Isso também se verifica em Campinas, em Salvador e em São Paulo, onde a população mais rica precisa de mais tempo que a mais pobre para acessar a escola. Já em Belém e Duque de Caxias (RJ), as camadas mais modestas andam mais: nestas cidades, os 20% mais pobres precisam gastar, em média, o dobro de tempo dos 20% mais ricos para acessar a escola mais próxima de casa. Em cidades como Fortaleza, Recife, Curitiba e Rio de Janeiro, não há diferenças significativas de tempo mínimo entre pessoas de baixa e alta renda.

De acordo com Pastor Willy Taco, professor de mobilidade urbana da Universidade de Brasília, a capital do país é desigual estrutural e espacialmente, privilegiando a área central. “É uma questão de mercado, porque quem pode alugar apartamentos na Asa Norte terá melhores acessos do que uma pessoa que não pode. O Plano Piloto em si, ainda que tenha dificuldades, oferece melhores condições que as regiões administrativas”, afirma.

Em relação ao acesso aos hospitais na capital, em todas as cidades pesquisadas a população branca tende a ter mais fácil acesso aos serviços de saúde do que a população negra. Em cidades como Campinas, Curitiba e Belo Horizonte, por exemplo, o número de hospitais de alta complexidade acessíveis a pé pela população branca é mais do que duas vezes maior do que os acessíveis pela população negra. Em Brasília, a diferença é de 1,2 vez entre a população branca e negra.
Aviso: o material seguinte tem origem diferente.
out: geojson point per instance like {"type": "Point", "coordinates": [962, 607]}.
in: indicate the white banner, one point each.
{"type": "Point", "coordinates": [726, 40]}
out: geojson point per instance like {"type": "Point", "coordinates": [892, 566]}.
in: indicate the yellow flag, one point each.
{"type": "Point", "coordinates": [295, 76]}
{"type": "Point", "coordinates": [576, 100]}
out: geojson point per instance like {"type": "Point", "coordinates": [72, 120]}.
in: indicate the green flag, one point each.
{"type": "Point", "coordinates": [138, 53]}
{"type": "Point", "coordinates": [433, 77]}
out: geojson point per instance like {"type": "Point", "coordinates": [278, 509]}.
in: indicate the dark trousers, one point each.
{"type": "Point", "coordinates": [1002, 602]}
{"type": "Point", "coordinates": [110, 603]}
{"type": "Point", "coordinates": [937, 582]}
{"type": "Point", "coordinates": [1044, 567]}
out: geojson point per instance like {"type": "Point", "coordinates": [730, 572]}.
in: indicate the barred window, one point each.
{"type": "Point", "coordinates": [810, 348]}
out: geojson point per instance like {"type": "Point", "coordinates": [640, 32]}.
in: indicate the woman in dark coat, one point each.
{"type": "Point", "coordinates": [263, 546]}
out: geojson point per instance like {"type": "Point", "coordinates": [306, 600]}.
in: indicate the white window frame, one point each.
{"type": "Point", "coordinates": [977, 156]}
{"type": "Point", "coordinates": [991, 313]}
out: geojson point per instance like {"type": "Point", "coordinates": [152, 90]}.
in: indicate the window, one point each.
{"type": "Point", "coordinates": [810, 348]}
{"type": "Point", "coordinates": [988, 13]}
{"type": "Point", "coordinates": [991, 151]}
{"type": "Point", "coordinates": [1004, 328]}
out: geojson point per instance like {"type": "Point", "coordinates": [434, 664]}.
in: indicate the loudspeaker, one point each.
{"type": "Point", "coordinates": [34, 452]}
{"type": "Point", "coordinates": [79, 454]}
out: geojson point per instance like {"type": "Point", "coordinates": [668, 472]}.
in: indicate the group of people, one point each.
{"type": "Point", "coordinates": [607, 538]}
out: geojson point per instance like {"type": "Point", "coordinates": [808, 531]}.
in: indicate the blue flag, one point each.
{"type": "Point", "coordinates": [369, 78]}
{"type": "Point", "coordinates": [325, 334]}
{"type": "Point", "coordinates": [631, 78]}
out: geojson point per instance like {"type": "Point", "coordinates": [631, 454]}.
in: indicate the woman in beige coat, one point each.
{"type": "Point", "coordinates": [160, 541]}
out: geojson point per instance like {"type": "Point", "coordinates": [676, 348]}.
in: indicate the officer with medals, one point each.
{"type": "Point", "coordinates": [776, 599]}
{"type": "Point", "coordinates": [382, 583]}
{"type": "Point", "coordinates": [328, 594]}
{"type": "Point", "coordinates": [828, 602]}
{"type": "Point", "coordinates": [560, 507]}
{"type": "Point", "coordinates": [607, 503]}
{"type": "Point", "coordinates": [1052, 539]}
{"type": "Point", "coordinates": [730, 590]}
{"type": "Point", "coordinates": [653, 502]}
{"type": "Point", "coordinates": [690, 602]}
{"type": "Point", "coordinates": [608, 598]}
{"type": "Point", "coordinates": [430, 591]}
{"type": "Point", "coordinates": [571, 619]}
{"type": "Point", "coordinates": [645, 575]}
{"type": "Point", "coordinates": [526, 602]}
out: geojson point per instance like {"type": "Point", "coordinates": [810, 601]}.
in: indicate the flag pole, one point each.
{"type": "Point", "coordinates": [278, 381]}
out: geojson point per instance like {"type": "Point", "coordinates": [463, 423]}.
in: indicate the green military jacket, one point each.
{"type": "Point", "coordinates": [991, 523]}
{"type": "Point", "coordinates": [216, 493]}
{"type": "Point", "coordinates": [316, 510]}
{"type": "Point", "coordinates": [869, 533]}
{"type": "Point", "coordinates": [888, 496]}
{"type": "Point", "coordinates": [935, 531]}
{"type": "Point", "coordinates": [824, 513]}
“Equipamentos de saúde de alta complexidade tendem a ser mais concentrados em regiões centrais da cidade, o que faz com que a população negra, geralmente moradora da periferia, tenha níveis de acessibilidade mais baixos que a população branca”, salienta o estudo.

Preconceito com local de moradia

A desigualdade social afeta diretamente Cícera Jocelany dos Santos, 34 anos, moradora da Estrutural, que não consegue a carteira de trabalho assinada por morar em uma região pobre e que não concentra grandes empresas. Se morasse em um lugar mais próximo das oportunidades de trabalhar, acredita que as chances seriam melhores e mais diversificadas.
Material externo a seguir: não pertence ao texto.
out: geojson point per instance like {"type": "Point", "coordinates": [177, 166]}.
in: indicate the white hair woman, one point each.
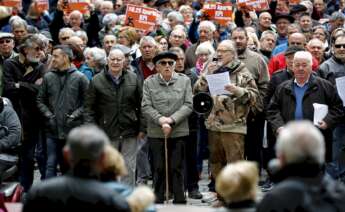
{"type": "Point", "coordinates": [95, 62]}
{"type": "Point", "coordinates": [203, 52]}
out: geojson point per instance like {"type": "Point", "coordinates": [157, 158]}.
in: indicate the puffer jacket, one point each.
{"type": "Point", "coordinates": [60, 97]}
{"type": "Point", "coordinates": [230, 112]}
{"type": "Point", "coordinates": [170, 99]}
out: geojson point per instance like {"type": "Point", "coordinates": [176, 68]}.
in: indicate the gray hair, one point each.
{"type": "Point", "coordinates": [207, 24]}
{"type": "Point", "coordinates": [300, 141]}
{"type": "Point", "coordinates": [109, 18]}
{"type": "Point", "coordinates": [99, 55]}
{"type": "Point", "coordinates": [304, 55]}
{"type": "Point", "coordinates": [176, 15]}
{"type": "Point", "coordinates": [148, 39]}
{"type": "Point", "coordinates": [86, 143]}
{"type": "Point", "coordinates": [205, 47]}
{"type": "Point", "coordinates": [268, 32]}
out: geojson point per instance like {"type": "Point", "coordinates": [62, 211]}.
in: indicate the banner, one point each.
{"type": "Point", "coordinates": [220, 13]}
{"type": "Point", "coordinates": [11, 3]}
{"type": "Point", "coordinates": [42, 5]}
{"type": "Point", "coordinates": [70, 5]}
{"type": "Point", "coordinates": [141, 17]}
{"type": "Point", "coordinates": [257, 5]}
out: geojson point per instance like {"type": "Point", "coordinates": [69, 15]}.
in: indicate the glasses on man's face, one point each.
{"type": "Point", "coordinates": [164, 63]}
{"type": "Point", "coordinates": [338, 46]}
{"type": "Point", "coordinates": [5, 41]}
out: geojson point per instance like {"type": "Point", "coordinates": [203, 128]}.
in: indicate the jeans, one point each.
{"type": "Point", "coordinates": [54, 157]}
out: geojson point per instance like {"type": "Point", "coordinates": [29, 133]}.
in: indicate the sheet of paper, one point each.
{"type": "Point", "coordinates": [217, 82]}
{"type": "Point", "coordinates": [340, 82]}
{"type": "Point", "coordinates": [320, 112]}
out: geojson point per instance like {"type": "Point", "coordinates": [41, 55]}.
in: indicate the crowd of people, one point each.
{"type": "Point", "coordinates": [61, 70]}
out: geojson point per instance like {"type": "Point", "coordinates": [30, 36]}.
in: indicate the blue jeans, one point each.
{"type": "Point", "coordinates": [54, 157]}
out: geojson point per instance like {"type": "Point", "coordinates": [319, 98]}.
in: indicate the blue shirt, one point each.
{"type": "Point", "coordinates": [299, 94]}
“Já perdi as contas de quantas vezes eu não consegui o emprego porque moro longe. Boa parte dos serviços com salários maiores são distantes”, acrescentando que o sofrimento ainda é agravado pela ausência de transporte público de qualidade.

“Não me ajuda em quase nada. Quando preciso, demora muito pra passar”, criticou.
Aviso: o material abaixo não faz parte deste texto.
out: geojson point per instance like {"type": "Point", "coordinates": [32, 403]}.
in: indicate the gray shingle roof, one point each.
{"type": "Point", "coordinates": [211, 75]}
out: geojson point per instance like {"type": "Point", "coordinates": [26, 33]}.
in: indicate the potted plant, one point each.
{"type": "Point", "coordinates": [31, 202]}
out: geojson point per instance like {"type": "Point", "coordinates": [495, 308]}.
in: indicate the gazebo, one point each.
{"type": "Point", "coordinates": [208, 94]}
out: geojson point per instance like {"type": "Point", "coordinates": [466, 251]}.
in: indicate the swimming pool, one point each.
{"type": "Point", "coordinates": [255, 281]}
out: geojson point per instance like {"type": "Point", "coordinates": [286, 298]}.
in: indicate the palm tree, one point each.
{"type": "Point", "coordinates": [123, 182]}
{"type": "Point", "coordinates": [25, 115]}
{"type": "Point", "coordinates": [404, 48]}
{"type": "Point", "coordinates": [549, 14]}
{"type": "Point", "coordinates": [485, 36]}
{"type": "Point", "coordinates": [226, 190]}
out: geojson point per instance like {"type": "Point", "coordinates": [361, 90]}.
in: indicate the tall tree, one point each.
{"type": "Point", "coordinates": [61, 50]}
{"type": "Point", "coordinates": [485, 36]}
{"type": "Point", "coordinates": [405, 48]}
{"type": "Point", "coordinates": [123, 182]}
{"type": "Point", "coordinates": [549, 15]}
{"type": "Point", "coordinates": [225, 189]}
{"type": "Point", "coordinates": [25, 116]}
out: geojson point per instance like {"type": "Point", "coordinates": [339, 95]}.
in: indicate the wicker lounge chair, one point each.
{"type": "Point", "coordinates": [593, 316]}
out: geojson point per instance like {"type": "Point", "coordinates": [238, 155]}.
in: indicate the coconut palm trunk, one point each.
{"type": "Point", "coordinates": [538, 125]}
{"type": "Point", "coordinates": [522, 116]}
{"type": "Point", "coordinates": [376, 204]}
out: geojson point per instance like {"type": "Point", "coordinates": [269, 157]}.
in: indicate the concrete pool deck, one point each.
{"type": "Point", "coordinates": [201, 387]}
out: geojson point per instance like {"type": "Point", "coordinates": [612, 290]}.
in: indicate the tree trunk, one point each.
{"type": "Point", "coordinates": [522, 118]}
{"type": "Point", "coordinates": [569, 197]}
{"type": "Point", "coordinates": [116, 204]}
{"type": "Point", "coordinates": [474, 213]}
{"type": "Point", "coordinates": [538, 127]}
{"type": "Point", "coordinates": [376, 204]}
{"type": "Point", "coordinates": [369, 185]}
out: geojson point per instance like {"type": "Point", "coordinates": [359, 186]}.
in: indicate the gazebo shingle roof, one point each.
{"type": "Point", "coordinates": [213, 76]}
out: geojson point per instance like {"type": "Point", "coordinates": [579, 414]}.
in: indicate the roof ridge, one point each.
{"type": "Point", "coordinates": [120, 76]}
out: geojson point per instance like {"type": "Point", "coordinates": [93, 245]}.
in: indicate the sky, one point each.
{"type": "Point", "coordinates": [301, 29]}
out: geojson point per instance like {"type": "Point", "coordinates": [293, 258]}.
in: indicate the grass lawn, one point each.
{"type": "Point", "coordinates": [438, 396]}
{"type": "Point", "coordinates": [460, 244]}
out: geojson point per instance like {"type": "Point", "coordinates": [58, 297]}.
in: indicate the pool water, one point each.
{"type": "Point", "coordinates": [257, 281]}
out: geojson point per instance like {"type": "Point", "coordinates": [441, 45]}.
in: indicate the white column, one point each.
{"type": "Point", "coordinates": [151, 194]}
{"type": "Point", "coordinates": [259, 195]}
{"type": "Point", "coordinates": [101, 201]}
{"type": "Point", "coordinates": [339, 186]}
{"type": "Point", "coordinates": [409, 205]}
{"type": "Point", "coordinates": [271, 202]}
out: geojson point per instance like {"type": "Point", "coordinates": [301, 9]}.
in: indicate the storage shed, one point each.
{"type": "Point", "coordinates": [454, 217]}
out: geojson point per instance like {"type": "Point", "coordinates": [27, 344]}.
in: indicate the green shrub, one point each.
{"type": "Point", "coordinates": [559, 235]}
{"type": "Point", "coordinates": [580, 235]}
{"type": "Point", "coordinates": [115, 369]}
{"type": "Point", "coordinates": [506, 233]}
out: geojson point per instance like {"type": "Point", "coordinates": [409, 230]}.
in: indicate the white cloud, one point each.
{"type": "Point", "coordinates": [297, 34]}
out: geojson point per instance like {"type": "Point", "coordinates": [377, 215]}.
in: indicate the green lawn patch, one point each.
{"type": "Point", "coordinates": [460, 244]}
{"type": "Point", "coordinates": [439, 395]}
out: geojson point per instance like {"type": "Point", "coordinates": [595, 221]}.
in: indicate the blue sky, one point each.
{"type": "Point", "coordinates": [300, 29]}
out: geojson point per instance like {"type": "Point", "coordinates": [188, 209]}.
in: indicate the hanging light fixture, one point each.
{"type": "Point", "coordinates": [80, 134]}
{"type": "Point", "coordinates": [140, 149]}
Também moradora da Estrutural, Maria Aparecida Viana, 44 anos, perdeu as contas de quantas vezes foi mal atendida nos hospitais públicos. Na visão dela, isso ocorre por conta de sua condição social. Depois de ser atropelada em uma faixa de pedestre, enquanto se deslocava para catar material reciclável no lixão, ficou dias sem ser atendida com a perna quebrada.

“Demorou demais para sair a cirurgia, e quando finalmente saiu já estava tudo infeccionado. Quase perdi minha perna por conta da irresponsabilidade deles”, acusa.